Religiosity increases among Kabul residents
Many Kabul residents say people’s interest in religion has increased. They remember how Kabul residents did not care of religious duties in the past particularly during the People’s Democratic Party of Afghanistan (PDPA)’s government from 1357 to 1371.
They say it was jihad that promoted religiosity among people and boosted their faith in Islam.
Eighty-one-year old Ghafar, a resident of Zaman Khan area, said Kabul dwellers during the PDPA’s government had been less attentive to religious obligations and ignored Islamic teachings.

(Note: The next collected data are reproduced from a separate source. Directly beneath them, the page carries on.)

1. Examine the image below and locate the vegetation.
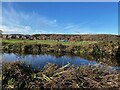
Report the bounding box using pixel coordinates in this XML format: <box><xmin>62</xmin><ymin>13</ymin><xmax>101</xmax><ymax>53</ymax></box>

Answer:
<box><xmin>2</xmin><ymin>39</ymin><xmax>96</xmax><ymax>46</ymax></box>
<box><xmin>2</xmin><ymin>62</ymin><xmax>120</xmax><ymax>89</ymax></box>
<box><xmin>2</xmin><ymin>40</ymin><xmax>120</xmax><ymax>66</ymax></box>
<box><xmin>2</xmin><ymin>35</ymin><xmax>120</xmax><ymax>89</ymax></box>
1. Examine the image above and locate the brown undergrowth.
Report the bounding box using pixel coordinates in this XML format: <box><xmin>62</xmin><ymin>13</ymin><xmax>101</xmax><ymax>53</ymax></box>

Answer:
<box><xmin>2</xmin><ymin>62</ymin><xmax>120</xmax><ymax>90</ymax></box>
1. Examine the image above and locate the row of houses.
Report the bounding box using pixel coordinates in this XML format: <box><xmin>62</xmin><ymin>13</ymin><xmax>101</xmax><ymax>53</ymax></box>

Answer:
<box><xmin>2</xmin><ymin>34</ymin><xmax>64</xmax><ymax>40</ymax></box>
<box><xmin>2</xmin><ymin>34</ymin><xmax>36</xmax><ymax>40</ymax></box>
<box><xmin>2</xmin><ymin>34</ymin><xmax>120</xmax><ymax>41</ymax></box>
<box><xmin>4</xmin><ymin>35</ymin><xmax>78</xmax><ymax>41</ymax></box>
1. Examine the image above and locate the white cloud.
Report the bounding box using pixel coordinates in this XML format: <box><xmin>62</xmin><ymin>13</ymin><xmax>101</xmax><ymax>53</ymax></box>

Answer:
<box><xmin>0</xmin><ymin>25</ymin><xmax>31</xmax><ymax>34</ymax></box>
<box><xmin>1</xmin><ymin>5</ymin><xmax>58</xmax><ymax>34</ymax></box>
<box><xmin>1</xmin><ymin>3</ymin><xmax>96</xmax><ymax>34</ymax></box>
<box><xmin>62</xmin><ymin>24</ymin><xmax>91</xmax><ymax>34</ymax></box>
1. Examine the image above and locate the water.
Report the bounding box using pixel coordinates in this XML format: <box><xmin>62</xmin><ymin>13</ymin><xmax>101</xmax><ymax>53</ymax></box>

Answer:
<box><xmin>2</xmin><ymin>53</ymin><xmax>120</xmax><ymax>71</ymax></box>
<box><xmin>2</xmin><ymin>53</ymin><xmax>97</xmax><ymax>69</ymax></box>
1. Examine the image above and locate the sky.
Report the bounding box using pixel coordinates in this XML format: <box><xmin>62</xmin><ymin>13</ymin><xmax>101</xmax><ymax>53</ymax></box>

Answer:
<box><xmin>1</xmin><ymin>2</ymin><xmax>118</xmax><ymax>34</ymax></box>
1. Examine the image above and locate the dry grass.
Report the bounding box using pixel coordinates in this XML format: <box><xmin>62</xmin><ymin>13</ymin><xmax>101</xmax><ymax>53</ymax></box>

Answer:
<box><xmin>2</xmin><ymin>62</ymin><xmax>120</xmax><ymax>89</ymax></box>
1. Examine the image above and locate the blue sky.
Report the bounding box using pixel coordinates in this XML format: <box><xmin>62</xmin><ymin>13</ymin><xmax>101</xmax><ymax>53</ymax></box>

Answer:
<box><xmin>1</xmin><ymin>2</ymin><xmax>118</xmax><ymax>34</ymax></box>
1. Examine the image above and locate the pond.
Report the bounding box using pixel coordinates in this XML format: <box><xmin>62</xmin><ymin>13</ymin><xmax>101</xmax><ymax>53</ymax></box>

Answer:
<box><xmin>2</xmin><ymin>53</ymin><xmax>120</xmax><ymax>71</ymax></box>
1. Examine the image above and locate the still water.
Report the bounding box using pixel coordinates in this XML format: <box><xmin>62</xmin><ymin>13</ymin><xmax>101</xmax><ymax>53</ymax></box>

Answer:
<box><xmin>2</xmin><ymin>53</ymin><xmax>120</xmax><ymax>71</ymax></box>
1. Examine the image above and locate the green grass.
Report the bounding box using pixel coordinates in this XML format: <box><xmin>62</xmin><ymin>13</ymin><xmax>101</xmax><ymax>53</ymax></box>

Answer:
<box><xmin>2</xmin><ymin>39</ymin><xmax>97</xmax><ymax>46</ymax></box>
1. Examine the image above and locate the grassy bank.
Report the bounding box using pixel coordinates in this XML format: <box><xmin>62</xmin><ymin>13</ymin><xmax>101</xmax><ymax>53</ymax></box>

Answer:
<box><xmin>2</xmin><ymin>39</ymin><xmax>120</xmax><ymax>66</ymax></box>
<box><xmin>2</xmin><ymin>62</ymin><xmax>120</xmax><ymax>89</ymax></box>
<box><xmin>2</xmin><ymin>39</ymin><xmax>96</xmax><ymax>46</ymax></box>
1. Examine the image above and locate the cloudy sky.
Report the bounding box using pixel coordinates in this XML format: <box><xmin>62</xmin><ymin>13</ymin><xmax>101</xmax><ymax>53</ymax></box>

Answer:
<box><xmin>1</xmin><ymin>2</ymin><xmax>118</xmax><ymax>34</ymax></box>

Some people would not fast during Ramadan and would throw parties in public and women would not wear hijab instead they would use short skirts and thin socks, Ghafar recalled.
“Alhamdullillah today most of Kabul women wear hijab and even attend Quran recitations during Tarawih prayers,” the elderly man said.
He said around 10,000 people, including women, participated in the complete Quran recitation at Abdur Rahman Khan Mosque in Kabul on the 27th of Ramadan. “It shows people’s love for their religion.”
Ghafar said only a handful of PDPA activists would attend mosques because police would see with suspicion worshipping men as mujahidin.
“One of my father’s friends, who would always busy worshiping in a mosque, was captured by police in that era and was never seen again,” he added.
Mohammad Hassan Haqyar, a political analyst and religious scholar, said though some jihadi leaders earned a bad name to jihad, but the holy war prevented people from un-Islamic acts and rescued the country from its enemies.
He said most people during the Mujahideen government would encourage their children to learn Islamic lessons and attend madrasas.
“Also now, many Afghan students graduate from world’s top Islamic universities. It shows people’s interest in Islam.”
Religious scholar Mufti Shams Rahman Frotan also said most women would not wear hijab during the communist regime.
“Despite the cultural aggression through the television, it is hopeful that most of our women wear hijab and people fast and attend Tarawhi prayers.”
He said waging jihad by the Afghans against the communist regime, their mass migrations to neighbouring Islamic countries and finding access to madrasas there were the reasons that made stronger their Islamic beliefs.
“I wish the jihadi leaders had not clashed for their personal interests after the victory of jihad. I wish they had not defamed the name of jihad by involving in differences. I believe all these leaders would face justice one day,” he said.
He asked the government to control TV channels and promotion of foreign culture through TV dramas filmed by foreigners as the productions would damage future generations.
He said currently 1,800 central mosques and 1,200 non-central mosques were open in Kabul.
During Ramadan, around 1000 to 1,500 people would attend mosques and Quran recitations in central mosques, he added.
Suraji said the Ministry of Hajj and Religious Affairs planned to build a madrasa in every mosque to educate children about Islamic teachings.